Hinzu kommt, dass Aserbaidschan seinen Status als wichtiger Gaslieferant der Europäischen Union im Gefolge des russischen Angriffskriegs in der Ukraine ausbauen konnte. Erst Ende August besuchte EU-Kommissionspräsidentin Ursula von der Leyen Baku und bedankte sich bei Präsident Ilham Alijew «für die Unterstützung der Europäischen Union». Denn aufgrund der Sanktionen gegen Russland kann die EU sich einen Verzicht auf aserbaidschanisches Gas derzeit kaum erlauben. Darüber hinaus steht die Türkei als traditioneller Verbündeter Bakus den aserbaidschanischen Kriegszielen wohlwollend gegenüber. Man erkennt unschwer, dass die politischen Risiken eines weiteren Angriffs für Aserbaidschan gegenwärtig übersichtlich sind.

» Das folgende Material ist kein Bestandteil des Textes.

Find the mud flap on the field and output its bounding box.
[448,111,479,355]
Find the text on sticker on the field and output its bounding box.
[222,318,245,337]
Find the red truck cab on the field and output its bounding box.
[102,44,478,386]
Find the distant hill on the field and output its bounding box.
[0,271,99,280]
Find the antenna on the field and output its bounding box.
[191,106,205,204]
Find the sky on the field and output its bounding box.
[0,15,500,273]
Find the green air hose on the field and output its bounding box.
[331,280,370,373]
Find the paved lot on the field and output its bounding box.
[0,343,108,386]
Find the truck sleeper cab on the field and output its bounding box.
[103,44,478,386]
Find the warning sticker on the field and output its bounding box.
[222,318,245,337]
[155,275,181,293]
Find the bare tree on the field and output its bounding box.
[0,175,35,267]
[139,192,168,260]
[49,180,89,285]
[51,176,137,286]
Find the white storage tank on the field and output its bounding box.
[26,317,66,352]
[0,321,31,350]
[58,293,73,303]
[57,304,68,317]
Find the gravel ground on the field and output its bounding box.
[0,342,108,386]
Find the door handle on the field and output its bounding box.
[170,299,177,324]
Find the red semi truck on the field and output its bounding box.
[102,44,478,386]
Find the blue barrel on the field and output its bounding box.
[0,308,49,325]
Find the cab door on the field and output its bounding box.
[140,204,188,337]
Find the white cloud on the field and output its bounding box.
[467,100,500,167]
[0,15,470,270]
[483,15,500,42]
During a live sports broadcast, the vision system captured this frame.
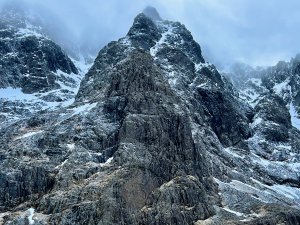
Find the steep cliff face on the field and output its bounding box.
[0,9,90,126]
[0,8,300,225]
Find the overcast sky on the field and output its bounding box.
[0,0,300,66]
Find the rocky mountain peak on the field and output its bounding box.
[0,5,300,225]
[143,6,162,21]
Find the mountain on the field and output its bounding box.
[0,7,300,225]
[0,6,92,124]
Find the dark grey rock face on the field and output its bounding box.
[0,6,300,225]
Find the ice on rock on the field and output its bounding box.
[143,6,162,21]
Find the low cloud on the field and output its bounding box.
[0,0,300,67]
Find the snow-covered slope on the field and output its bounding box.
[0,7,91,126]
[0,5,300,225]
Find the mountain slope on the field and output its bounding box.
[0,8,92,126]
[0,8,300,225]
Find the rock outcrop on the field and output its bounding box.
[0,6,300,225]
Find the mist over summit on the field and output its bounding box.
[0,0,300,225]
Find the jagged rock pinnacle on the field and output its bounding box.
[143,6,162,21]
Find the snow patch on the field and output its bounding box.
[100,157,114,167]
[273,79,290,95]
[289,103,300,130]
[250,117,263,128]
[15,130,44,140]
[27,208,34,224]
[150,25,173,57]
[71,102,97,117]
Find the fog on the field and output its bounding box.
[0,0,300,67]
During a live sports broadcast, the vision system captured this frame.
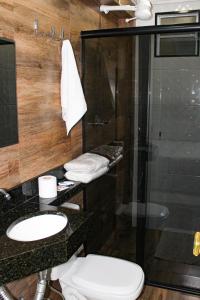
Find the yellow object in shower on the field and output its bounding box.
[193,232,200,256]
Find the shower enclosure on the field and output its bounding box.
[81,24,200,293]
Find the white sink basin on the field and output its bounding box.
[6,213,68,242]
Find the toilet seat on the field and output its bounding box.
[59,254,144,300]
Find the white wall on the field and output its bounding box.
[136,0,200,26]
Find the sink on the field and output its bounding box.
[6,213,68,242]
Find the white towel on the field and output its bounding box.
[65,167,108,183]
[64,153,109,173]
[61,40,87,134]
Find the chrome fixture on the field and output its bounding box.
[0,189,11,200]
[100,0,152,22]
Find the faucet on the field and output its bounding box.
[0,189,11,200]
[193,232,200,256]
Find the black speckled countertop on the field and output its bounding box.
[0,166,92,286]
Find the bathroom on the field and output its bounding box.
[0,0,200,300]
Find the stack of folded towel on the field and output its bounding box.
[64,153,109,183]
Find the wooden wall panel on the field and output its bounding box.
[0,0,117,188]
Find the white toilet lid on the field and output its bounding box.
[72,254,144,295]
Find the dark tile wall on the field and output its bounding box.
[0,41,18,147]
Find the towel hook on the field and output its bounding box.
[33,17,39,34]
[51,26,56,39]
[60,27,65,40]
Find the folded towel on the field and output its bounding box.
[90,145,123,162]
[61,40,87,134]
[64,153,109,173]
[65,167,108,183]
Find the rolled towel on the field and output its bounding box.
[90,145,123,162]
[64,153,109,173]
[65,167,109,183]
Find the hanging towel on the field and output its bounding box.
[64,153,109,173]
[65,167,109,183]
[61,40,87,135]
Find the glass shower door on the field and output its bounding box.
[144,33,200,289]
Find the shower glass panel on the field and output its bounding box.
[82,25,200,293]
[144,32,200,288]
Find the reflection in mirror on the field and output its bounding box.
[0,39,18,147]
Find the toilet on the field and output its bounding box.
[51,254,144,300]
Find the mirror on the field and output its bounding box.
[0,39,18,147]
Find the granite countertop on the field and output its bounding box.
[0,175,91,286]
[0,148,122,286]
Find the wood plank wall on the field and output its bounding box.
[0,0,117,188]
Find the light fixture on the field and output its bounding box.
[100,0,152,21]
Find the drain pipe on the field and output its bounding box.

Vor diesem Hintergrund überrascht es nicht, dass der armenische Ministerpräsident, Nikol Paschinjan, inzwischen umfassende Zugeständnisse ankündigte. Demnach ist man in Eriwan bereit, die aserbaidschanische Souveränität über Berg-Karabach zu akzeptieren. Vor dem Parlament erklärte Paschinjan, auf diese Weise die Souveränität der Republik Armenien sichern zu wollen.

Dieses noch nicht kodifizierte Zugeständnis der armenischen Regierung war für die derzeitige Entspannung der Lage wohl von größerer Bedeutung als die Forderung des UN-Sicherheitsrats nach einem Waffenstillstand. Aserbaidschan hatte sich ohnehin nur zu einer «humanitären Feuerpause» zur Bergung von Leichen bereit erklärt. Doch auch wenn die Folgen im Einzelnen noch nicht absehbar sind, geht die armenische Bevölkerung in Berg-Karabach schweren Zeiten entgegen. Fest steht außerdem, dass die armenische Niederlage die demokratische Entwicklung des Landes mit einer schweren Hypothek belastet und die Regierung wegen der angekündigten Zugeständnisse um ihr politische Überleben kämpfen muss.

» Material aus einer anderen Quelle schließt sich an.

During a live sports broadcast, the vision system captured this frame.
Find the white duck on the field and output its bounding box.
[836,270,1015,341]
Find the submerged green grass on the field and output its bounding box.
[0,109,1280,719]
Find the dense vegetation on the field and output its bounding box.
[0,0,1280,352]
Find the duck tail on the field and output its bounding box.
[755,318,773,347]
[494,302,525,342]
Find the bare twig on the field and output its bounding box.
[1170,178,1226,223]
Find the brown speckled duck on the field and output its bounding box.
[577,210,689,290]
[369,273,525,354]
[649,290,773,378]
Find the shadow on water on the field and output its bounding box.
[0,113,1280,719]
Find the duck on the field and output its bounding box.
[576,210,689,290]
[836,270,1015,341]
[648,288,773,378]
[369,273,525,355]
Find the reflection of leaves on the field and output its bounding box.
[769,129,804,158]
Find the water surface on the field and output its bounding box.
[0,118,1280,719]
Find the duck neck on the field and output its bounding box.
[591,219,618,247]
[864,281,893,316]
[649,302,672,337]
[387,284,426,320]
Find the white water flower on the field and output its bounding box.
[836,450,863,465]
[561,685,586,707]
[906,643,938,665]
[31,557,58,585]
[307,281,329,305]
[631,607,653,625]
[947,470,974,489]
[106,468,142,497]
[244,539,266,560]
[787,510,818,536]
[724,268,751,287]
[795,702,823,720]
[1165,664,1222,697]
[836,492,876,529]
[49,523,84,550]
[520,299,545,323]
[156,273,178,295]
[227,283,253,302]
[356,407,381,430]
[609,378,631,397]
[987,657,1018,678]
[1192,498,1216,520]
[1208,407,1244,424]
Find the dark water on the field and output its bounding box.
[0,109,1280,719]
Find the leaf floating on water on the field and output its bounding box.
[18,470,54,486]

Auffällig ist das Verhalten der westlichen Staaten: Denn während sie den russischen Überfall auf die Ukraine als Konflikt zwischen Autoritarismus und Demokratie interpretieren, verzichten sie mit Blick auf den aserbaidschanischen Überfall auf Armenien auf eine derartige Deutung. Dieses Ausweichen markiert eine Konzession gegenüber dem Regime in Baku, zu der man sich aufgrund der eigenen (Energie-)Interessen veranlasst sieht – ein klassischer Fall von Doppelmoral.

Russland sieht sich derweil gezwungen, die neuen Verhältnisse notgedrungen zu akzeptieren. Denn da der Großteil des eigenen Militärs in der Ukraine gebunden und Moskau auch politisch geschwächt ist, kann es seine eigenen Interessen an einem Ausgleich zwischen den beiden Kaukasus-Staaten kaum mehr effektiv verfolgen. Es darf nun zusehen, wie Aserbaidschan durch die Gasverträge mit der EU und das enge Bündnis mit dem NATO-Staat Türkei ökonomisch und geopolitisch ein Stück näher Richtung Westen – und damit weiter weg von Moskau – rückt.